Basu, Paul. Object diasporas, resourcing communities: Sierra Leonean Collections in the Global Museumscape. Museum Anthropology, Vol. 34, Iss. 1, pp. 28–42. DOI: 10.1111/j.1548-1379.2010.01105.x. http://media.leidenuniv.nl/legacy/basu-object-diasporas.pdf

Boone, Sylvia Ardyn. Radiance from the Waters: Ideals of Feminine Beauty in Mende Art.
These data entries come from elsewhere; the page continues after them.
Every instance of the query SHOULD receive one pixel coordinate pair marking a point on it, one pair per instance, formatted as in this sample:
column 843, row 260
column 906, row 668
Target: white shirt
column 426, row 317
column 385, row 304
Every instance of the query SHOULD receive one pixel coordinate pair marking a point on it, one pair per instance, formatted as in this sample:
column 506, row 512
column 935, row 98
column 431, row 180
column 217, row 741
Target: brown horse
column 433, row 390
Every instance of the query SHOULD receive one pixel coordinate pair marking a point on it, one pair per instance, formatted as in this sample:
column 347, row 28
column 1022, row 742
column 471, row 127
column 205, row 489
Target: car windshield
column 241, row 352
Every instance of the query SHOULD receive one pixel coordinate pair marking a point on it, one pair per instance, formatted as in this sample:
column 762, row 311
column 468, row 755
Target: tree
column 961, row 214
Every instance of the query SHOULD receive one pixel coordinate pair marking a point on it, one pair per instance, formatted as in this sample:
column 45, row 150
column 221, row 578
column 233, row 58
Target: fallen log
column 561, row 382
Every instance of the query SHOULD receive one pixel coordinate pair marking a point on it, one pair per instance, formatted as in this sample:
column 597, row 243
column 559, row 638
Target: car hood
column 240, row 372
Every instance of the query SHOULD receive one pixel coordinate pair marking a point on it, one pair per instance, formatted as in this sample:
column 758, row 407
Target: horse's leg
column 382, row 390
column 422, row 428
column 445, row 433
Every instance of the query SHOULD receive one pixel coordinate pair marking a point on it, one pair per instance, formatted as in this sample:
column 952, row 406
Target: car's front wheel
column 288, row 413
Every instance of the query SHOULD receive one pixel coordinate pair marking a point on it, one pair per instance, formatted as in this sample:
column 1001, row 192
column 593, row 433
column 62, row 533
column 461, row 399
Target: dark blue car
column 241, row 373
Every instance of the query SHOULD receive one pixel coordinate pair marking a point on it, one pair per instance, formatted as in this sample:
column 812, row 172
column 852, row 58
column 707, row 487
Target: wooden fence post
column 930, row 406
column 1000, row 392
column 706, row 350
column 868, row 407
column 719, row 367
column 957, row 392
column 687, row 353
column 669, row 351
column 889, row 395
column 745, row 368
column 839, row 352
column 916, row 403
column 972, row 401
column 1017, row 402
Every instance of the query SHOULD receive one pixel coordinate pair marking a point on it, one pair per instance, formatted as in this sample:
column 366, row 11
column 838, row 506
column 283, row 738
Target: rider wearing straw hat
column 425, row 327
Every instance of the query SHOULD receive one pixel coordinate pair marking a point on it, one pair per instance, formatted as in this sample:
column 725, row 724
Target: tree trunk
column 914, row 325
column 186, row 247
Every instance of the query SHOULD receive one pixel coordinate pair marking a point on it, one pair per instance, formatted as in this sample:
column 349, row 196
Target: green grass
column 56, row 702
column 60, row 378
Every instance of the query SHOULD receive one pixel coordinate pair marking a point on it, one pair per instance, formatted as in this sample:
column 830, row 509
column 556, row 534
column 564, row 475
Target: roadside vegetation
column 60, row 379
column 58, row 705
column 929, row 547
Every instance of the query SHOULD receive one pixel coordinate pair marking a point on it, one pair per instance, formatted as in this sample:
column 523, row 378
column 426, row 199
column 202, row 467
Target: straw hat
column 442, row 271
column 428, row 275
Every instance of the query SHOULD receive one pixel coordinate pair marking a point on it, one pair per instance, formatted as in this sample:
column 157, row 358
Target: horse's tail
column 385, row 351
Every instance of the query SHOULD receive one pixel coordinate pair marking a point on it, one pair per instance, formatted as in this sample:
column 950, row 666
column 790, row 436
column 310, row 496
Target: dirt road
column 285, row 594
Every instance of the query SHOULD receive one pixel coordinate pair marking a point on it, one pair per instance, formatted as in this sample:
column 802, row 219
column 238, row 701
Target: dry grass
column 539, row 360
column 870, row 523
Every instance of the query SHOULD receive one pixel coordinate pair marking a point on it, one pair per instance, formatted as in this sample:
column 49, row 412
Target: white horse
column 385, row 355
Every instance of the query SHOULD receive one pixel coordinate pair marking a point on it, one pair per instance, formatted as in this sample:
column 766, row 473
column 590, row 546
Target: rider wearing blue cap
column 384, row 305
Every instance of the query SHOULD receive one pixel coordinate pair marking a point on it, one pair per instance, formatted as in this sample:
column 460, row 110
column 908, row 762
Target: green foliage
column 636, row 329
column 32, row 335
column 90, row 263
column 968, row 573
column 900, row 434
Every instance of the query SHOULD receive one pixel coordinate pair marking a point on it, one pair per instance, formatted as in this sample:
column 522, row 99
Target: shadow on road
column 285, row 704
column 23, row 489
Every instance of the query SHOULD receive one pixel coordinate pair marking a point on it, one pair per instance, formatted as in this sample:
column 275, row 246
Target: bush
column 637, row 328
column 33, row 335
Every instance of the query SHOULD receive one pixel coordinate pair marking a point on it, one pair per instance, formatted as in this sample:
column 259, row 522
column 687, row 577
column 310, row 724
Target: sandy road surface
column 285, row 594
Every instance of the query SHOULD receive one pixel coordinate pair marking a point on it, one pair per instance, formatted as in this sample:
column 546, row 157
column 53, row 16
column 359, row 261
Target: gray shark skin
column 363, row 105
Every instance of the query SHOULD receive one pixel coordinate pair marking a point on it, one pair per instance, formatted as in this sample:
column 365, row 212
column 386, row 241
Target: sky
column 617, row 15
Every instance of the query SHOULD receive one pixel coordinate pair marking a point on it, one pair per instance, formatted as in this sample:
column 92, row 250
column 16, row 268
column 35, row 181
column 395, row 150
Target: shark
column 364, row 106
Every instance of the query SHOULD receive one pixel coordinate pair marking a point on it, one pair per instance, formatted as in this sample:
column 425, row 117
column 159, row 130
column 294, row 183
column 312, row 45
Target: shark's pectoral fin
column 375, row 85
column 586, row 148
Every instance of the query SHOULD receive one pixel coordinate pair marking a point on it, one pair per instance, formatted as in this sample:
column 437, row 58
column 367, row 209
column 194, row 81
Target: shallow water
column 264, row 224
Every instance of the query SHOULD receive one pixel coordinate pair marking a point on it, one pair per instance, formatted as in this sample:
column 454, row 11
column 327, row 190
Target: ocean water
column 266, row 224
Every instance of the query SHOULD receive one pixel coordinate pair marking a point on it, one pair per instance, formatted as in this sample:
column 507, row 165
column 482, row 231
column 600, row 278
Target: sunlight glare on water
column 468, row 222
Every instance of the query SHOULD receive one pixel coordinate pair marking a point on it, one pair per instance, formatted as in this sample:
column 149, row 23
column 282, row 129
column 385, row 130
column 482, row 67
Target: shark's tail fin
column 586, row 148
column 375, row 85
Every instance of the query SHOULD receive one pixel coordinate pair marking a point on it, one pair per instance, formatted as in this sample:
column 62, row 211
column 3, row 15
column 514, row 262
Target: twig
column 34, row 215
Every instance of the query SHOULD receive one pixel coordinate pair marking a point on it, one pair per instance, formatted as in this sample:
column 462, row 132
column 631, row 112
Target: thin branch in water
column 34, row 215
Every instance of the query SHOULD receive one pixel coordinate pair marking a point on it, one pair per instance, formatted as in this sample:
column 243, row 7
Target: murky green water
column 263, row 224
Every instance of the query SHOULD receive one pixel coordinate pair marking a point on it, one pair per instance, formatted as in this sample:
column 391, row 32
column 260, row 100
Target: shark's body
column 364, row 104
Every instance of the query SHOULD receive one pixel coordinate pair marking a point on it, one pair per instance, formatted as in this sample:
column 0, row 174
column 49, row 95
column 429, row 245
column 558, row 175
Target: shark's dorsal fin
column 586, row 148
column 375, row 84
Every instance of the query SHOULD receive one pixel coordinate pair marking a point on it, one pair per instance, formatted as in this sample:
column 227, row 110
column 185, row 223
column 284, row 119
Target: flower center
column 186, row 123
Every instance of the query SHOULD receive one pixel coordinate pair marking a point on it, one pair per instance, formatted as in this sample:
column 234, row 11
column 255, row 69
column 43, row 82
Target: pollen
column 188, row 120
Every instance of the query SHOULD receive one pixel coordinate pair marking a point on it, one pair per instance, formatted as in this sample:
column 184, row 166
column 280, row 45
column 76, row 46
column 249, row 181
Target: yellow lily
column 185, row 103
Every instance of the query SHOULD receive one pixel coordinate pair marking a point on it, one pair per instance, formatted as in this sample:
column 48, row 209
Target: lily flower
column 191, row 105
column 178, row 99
New Haven: Yale University Press, 1986.

Philips, Ruth B. “Masking in the Mende Sande Society Initiation Rituals.” Journal of the International African Institute, Vo.48 No. 3 (1978): 265-277.


Mama Salone: Lioness of the West Coast – A Sacred Space for Critical Discourse on Women of Sierra Leone. “Women’s Empowerment in Sierra Leone Sande Society in Scope.” https://mamasalone.wordpress.com/2015/03/08/womens-empowerment-in-sierra-leon-sande-society-in-scope/ (Accessed February 4, 2017)

Ruth Philips. “Women’s Art and Initiation in Mendeland.” https://africa.uima.uiowa.edu/topic-essays/show/33?start=23 (Accessed February 4, 2017).

The Guardian. “Sierra Leone’s secret FGM societies spread silent fear and sleepless nights.”

https://www.theguardian.com/global-development/2015/aug/24/sierra-leone-female-genital-mutilation-soweis-secret-societies-fear (Accessed February 4, 2017).


2 Responses to Untangling a network of knots Comments (RSS) Comments (RSS)

  1. Lovely work, Bevan. The project has so much more meaning having carried out your preliminary research. Very satisfying for you to know that it will now be preserved in such good condition for future generations to appreciate. Well done.